Further, the present invention can provide a thin-film semiconductor device including an optical sensor or the like protected by an optimum material as a protective layer.

Further, the present invention does not consider that the composition of the SiN film used as the protective layer of the optical sensor is a high-quality film in terms of stoichiometric ratio (1.3).
By setting the i ratio to 0.5 to 0.9, it is possible to provide an optical sensor having extremely good moisture resistance without sacrificing optical sensor characteristics such as optical response.

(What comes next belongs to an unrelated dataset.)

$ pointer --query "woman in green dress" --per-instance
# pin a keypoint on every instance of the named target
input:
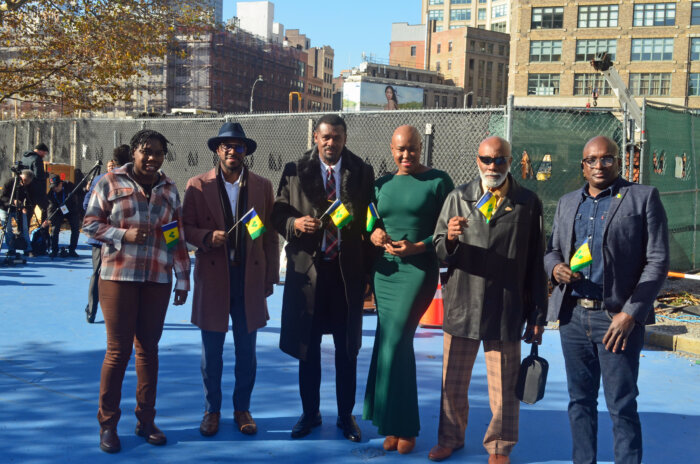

[Brief description of the drawings]

FIG. 1 is a schematic cross-sectional view of an optical sensor, and FIG.
FIG. 3 (A) is a graph showing the dependence of the / Si ratio and the deposition power, and FIG.
Light response characteristics of the optical sensor when the film is used as a protective layer,
FIG. 3 (B) is a characteristic diagram of the photocurrent and dark current of the optical sensor when the SiN film is used as a protective layer, and FIG. 4 (A) is the N / Si ratio and the optical band gap in the SiN film. Figure (B) shows the Si
FIG. 5 is a diagram for explaining the state of the band and the interface of the N film, FIG. 5 is a schematic cross-sectional view of an image reading apparatus using an optical sensor employing the SiN film protective layer of the present invention, and FIG. FIG. 7 is a schematic plan view of an image reading device using the optical sensor, FIG. 7 is an equivalent circuit of the image reading device using the optical sensor of the present invention, FIG. 8 is a schematic sectional view of the image reading device, and FIG. It is a figure which shows the change of the dark current at the time of high temperature and high humidity leaving of the optical sensor. 11,51,81… Substrate (base) 12,52,82… Gate electrode 13,53,83… Gate insulating film 14,54,84… Semiconductor layer 15,55,85… Ohmic contact layer 16,56,86 Source / drain electrodes 17,57,87 Protective layer 18,58,88 Photoelectric converter 59,91 Original 60,90 Thin glass 61,93 Optical sensor 50,92 …… Light source

──────────────────────────────────────────────────続 き Continuing on the front page (72) Inventor Takayuki Ishii 3-30-2 Shimomaruko, Ota-ku, Tokyo Inside Canon Inc. (72) Inventor Naotoku Tsuda 3-30-2 Shimomaruko, Ota-ku, Tokyo Canon (72) Inventor Masato Yamanobe 3-30-2 Shimomaruko, Ota-ku, Tokyo Canon Inc. (56) References JP-A-2-150060 (JP, A) JP-A-63-124002 (JP) JP-A-1-226181 (JP, A) JP-A-64-50535 (JP, A) (58) Fields investigated (Int. Cl. ⁶ , DB name) H01L 21/318-21/32 H01L 27/14-27/148 H01L 29/786

Claims (4)

(57) [Claims] A substrate, a thin film semiconductor layer, a pair of electrodes formed on the thin film semiconductor layer via an ohmic contact layer,
And a protective layer provided on the thin film semiconductor layer, wherein the protective layer is a silicon nitride film having a nitrogen to silicon ratio of 0.5 to 0.9. 2. The thin film semiconductor device according to claim 1, wherein said optical sensor has auxiliary electrodes provided corresponding to said pair of electrodes. 3. The thin film semiconductor device according to claim 1, wherein said thin film semiconductor layer is made of amorphous silicon. 4. The energy band gap Eg of the protective layer.
2. The thin film semiconductor device according to claim 1, wherein is 2.2 to 4.0 eV.